3.2 Results and Discussion

The experimental results are shown in Tables 1 and 2. Table 1 shows the full gastric X-ray images classification performance of our proposed method and ResNet18 trained on the random subsets. The ResNet18 model trained with 3,000 images per category (total 9,000 images) has an HM score of 0.823. On the other hand, our soft-label distillation method that distilled each class into only one image for training has a higher HM score of 0.877. We can see that the proposed method realizes competitive classification accuracy with a tiny distilled dataset. Table 2 shows the full gastric X-ray images classification performance of our soft-label distillation and the hard-label distillation method. The HM scores of both the two approaches exceed 0.85, but our soft-label distillation outperforms the hard-label distillation with a higher score. Furthermore, we can see that the classification performance of our method becomes more stable because of the balance of Sen score and Spe score. It means that the distilled images with soft-label can lead to better distillation results. Experimental results clearly showed the validity of our purposed soft-label distillation method.

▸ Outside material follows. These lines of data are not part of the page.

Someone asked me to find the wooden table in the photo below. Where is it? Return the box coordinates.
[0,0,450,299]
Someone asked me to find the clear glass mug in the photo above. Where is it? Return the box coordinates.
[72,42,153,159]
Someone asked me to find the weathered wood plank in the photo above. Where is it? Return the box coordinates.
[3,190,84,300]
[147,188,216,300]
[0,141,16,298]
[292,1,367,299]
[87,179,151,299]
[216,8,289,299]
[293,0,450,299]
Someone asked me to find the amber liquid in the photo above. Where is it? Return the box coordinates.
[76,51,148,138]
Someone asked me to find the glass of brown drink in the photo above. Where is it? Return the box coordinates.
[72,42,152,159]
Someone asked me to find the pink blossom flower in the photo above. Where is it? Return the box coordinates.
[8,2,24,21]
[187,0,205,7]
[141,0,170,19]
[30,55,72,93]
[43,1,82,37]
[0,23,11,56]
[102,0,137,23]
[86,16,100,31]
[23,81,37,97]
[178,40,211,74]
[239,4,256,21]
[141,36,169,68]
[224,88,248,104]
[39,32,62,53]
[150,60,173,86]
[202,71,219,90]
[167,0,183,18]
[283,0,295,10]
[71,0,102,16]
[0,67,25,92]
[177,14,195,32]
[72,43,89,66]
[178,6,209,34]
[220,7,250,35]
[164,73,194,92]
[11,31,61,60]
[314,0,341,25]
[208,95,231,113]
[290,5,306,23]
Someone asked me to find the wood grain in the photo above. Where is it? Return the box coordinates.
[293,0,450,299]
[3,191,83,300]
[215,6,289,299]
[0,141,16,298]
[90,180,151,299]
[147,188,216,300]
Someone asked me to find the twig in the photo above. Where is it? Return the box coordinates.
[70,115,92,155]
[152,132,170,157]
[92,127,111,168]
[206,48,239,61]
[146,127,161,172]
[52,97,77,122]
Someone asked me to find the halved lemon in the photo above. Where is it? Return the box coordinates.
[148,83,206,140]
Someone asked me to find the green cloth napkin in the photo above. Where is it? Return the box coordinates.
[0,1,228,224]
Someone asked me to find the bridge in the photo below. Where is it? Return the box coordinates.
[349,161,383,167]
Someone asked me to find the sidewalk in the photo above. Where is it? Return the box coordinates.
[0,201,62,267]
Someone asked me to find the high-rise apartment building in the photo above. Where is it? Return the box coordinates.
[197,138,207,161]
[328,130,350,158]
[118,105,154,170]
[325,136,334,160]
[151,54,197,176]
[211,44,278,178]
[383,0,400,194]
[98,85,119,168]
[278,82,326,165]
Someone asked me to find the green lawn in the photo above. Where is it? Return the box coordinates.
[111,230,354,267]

Figure 3 shows examples of distilled hard-label images and soft-label images used in our experiments. With the distillation methods, the information of gastritis/non-gastritis patch images was extracted and merged into only one image. Note that I (base), N (base) and P (base) respectively denote the image belongs to label \mathcal{I}, 𝒩\mathcal{N} and 𝒫\mathcal{P} with the highest probability. From Fig. 3, we can see that the features of gastritis/non-gastritis patches cannot be distinguished, in other words, the gastric images were anonymized completely. Hence, the distilled images have no private information of patients. Figure 3 clearly showed that our proposed method can effectively compress and anonymize the medical image data.

4 CONCLUSION

In this paper, we have proposed a soft-label anonymous gastric image distillation method. The proposed method realizes high classification performance by distilling each class into one image for training. Furthermore, the sharing of medical image data with our approach can become more efficient and safer because the distilled images are anonymous.